Teatro: Gorjana Ducic racconta ‘La notte degli dei’ di Miro Gavran, a Roma in prima nazionale dopo aver girato il mondo
ROMA - Dopo aver debuttato con 17 prime nazionali in tutto il mondo, arriva anche in Italia ‘La notte degli dei’, l’opera considerata dai critici tedeschi tra le migliori pièces teatrali del mondo interpretate tra il 2000 ed il 2003. Tradotta per la prima volta in italiano da Gorjana Ducic, che cura anche la regia, lo spettacolo, scritto dal drammaturgo croato Miro Gavran è in scena dal 16 al 23 febbraio al Teatro allo Scalo, in via dei Reti 36 (San Lorenzo). Per Chronica abbiamo rivolto qualche domanda alla regista Gorjana Ducic.
Perché ha scelto di tradurre e portare in scena l’opera di Gavran?
L’operazione è stata voluta da me e da Sandro Torella (35enne) direttore artistico del Teatro allo Scalo. La nostra idea era portare un progetto di qualità (negli altri Paesi questo autore viene rappresentato nei tratri stabili, tipo Quirino e Valle), perchè in questo modo sfidiamo sia la sorte dal punto di vista produttivo ed esecutivo per avvicinare il pubblico del teatro che io co-gestisco, e portiamo sempre di più progetti di qualità mostrando allo stesso tempo il lato sperimentale. Ad interpretare lo spettacolo sono Pietro Bontempo nei panni di Molière, Sandro Torella nei panni di Luigi XIV e Claudio Gnomus nei panni del Buffone, vero protagonista della pièce. Io ho contattato Gavran via mail perché mi ha incuriosito il fatto che sul mercato italiano Gavran non fosse ancora conosciuto, a parte il caso di una compagnia di Genova che ha messo in scena ‘Tutto sulle donne’, tradotto da Silvio Ferrari. Io ritenevo fondamentale fare questo passo di traduzione, essendo io di madrelingua croata. Solo attraverso la traduzione in italiano è possibile trasmettere il ritmo dei testi di Gavran, sono molto particolari.

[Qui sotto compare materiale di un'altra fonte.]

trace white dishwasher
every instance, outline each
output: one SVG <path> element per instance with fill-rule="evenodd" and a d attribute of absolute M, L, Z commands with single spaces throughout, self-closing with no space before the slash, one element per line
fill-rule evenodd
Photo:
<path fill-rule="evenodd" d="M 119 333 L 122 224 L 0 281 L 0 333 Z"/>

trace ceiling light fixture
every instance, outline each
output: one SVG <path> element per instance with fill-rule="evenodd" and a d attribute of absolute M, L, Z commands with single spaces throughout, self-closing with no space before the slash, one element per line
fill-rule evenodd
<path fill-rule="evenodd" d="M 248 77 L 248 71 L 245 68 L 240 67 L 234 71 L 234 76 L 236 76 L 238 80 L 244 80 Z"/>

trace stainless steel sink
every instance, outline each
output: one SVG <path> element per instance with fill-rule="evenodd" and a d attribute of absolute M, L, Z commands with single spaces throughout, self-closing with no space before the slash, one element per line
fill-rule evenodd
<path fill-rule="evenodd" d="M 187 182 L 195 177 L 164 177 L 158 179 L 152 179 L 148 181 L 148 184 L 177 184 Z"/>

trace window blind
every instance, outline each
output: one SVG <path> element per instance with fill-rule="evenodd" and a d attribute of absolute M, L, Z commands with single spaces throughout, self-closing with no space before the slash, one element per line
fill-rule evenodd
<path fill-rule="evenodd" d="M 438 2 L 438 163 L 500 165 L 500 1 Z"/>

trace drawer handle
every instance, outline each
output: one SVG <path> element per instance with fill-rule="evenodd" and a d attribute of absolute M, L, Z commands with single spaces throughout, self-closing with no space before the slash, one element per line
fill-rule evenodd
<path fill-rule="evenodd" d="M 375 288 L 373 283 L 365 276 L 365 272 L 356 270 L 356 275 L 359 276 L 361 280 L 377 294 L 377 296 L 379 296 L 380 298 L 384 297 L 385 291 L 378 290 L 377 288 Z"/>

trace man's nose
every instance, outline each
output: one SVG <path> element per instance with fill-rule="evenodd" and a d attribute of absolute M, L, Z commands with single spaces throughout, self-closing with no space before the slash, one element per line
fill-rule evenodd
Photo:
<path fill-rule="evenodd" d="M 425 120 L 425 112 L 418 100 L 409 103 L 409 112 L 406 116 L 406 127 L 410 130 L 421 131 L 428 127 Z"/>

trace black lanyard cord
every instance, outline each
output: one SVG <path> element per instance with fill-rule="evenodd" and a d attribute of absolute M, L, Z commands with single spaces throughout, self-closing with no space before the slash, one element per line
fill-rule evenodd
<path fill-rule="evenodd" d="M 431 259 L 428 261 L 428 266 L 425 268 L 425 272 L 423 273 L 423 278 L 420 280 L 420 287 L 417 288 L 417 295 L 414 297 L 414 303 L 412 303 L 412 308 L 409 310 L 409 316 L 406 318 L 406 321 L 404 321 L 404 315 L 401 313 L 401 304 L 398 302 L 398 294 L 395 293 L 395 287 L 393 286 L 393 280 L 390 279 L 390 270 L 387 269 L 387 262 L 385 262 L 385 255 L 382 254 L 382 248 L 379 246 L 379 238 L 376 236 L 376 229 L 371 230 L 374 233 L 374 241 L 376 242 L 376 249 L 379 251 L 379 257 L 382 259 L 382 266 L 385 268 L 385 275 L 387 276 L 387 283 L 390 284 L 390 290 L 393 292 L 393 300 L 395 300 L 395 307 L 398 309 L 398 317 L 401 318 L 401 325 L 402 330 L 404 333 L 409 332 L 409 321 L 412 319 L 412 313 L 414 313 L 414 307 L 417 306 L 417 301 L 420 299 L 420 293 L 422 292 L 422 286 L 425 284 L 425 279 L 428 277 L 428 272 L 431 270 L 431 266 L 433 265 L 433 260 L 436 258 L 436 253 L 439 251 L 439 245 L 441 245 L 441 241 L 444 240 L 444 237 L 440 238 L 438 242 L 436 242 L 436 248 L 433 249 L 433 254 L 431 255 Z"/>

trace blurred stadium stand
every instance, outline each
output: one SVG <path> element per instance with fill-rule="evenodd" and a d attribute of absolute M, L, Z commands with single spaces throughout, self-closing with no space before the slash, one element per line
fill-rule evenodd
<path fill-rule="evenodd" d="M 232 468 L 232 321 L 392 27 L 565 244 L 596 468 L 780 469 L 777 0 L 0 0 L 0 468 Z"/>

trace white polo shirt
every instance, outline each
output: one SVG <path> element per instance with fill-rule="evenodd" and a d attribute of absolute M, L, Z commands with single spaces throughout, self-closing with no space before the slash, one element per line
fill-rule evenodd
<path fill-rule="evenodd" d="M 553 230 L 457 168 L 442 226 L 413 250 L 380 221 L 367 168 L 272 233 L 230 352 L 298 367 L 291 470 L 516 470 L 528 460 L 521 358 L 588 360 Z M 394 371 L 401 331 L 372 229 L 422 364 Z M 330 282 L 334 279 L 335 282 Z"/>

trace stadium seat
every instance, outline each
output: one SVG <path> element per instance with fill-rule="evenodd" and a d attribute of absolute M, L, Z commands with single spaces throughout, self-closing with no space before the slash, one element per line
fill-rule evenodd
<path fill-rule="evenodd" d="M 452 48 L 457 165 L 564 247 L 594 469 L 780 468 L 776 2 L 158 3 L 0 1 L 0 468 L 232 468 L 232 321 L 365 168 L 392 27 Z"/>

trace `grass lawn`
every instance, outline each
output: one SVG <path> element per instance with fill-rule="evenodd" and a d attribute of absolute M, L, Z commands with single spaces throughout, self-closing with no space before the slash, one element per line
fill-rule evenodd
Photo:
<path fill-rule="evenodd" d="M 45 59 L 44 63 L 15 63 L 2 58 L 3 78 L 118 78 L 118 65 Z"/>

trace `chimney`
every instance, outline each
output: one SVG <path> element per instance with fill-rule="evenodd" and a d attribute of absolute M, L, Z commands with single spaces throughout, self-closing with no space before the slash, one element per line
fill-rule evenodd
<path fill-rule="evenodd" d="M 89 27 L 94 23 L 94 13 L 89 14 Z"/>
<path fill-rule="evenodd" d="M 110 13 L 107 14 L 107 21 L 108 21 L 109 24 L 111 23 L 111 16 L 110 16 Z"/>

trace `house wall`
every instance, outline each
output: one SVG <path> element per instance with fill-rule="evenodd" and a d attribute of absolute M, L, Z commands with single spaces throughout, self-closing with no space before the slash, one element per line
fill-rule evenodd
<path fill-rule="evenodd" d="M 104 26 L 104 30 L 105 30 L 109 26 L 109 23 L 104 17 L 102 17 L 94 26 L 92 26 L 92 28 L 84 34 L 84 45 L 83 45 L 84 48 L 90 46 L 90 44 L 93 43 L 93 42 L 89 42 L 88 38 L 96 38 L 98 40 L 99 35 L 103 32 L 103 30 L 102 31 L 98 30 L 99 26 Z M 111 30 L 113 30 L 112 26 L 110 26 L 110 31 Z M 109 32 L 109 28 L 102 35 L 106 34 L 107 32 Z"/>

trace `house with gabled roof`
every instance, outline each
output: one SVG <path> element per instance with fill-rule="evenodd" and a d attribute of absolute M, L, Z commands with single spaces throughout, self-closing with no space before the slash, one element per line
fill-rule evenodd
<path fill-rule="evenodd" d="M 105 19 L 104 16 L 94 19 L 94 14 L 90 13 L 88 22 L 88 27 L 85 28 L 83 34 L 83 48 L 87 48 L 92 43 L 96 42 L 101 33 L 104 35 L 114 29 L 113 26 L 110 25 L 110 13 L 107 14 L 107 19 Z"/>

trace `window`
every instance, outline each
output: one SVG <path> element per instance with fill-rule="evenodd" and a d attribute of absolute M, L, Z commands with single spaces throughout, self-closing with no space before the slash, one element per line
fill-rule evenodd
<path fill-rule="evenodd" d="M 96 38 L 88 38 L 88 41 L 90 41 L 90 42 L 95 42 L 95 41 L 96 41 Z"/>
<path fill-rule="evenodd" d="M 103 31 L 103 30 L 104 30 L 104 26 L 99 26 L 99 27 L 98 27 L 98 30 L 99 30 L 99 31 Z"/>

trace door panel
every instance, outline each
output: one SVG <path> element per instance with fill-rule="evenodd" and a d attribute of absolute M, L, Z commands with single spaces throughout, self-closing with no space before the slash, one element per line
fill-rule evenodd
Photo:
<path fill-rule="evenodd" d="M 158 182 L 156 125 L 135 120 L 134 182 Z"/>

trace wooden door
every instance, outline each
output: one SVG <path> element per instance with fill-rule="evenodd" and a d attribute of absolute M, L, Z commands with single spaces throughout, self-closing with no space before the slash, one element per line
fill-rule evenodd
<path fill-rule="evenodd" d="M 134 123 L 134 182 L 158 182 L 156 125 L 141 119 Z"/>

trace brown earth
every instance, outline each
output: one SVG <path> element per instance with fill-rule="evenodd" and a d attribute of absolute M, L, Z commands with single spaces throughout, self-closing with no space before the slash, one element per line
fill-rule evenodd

Cosa racconta ‘La notte degli dei’?
Siamo alla corte del Re Sole e affrontiamo il conflitto che nasce tra l’artista e il potere, raccontato dal punto di vista di Molière, scrittore di corte, che entra in conflitto con Luigi XIV e con il Buffone. La tragicità di questi personaggi è raccontata attraverso la solitudine e l’infelicità di Luigi XIV che si scopre un re solo e ha la necessità di stare con questi due che crede suoi amici. Il re li costringerà a rappresentare proprio la commedia per cui tutta la Francia si burla di lui. Ritirandosi in controluce riuscirà a vedere quello che hanno visto i suoi nemici e deciderà di perdonare Molière. Ma sarà qualcun’altro a non perdonarlo e a spingere per il suo avvelenamento. Gavran mette da parte gli elementi storici e racconta la tragicità e l’umanità di questi personaggi.
In che modo?
Insiste sull’amicizia, sull’ubriacarsi in una cantina, mostra la fiducia di Luigi XIV nei confronti di Molière, che per salvarsi la vita dovrà recitare davanti al re proprio quello che ha rappresentato contro il re. Chi apparentemente dal testo perdona è Luigi XIV, chi invece non perdona è l’autentico protagonista della pièce, il Buffone, figura a metà tra il cardinale Mazzarino, un modello shakespiriano del buffone classico, e un serpente dei servizi segreti. Inoltre, si sente che Gavran ha vissuto la guerra, vive l’universalità del problema, sceglie pochi elementi teatrali: nei tre personaggi riconosciamo la nostra realtà e la condizione dell’artista nei confronti del potere totalitario.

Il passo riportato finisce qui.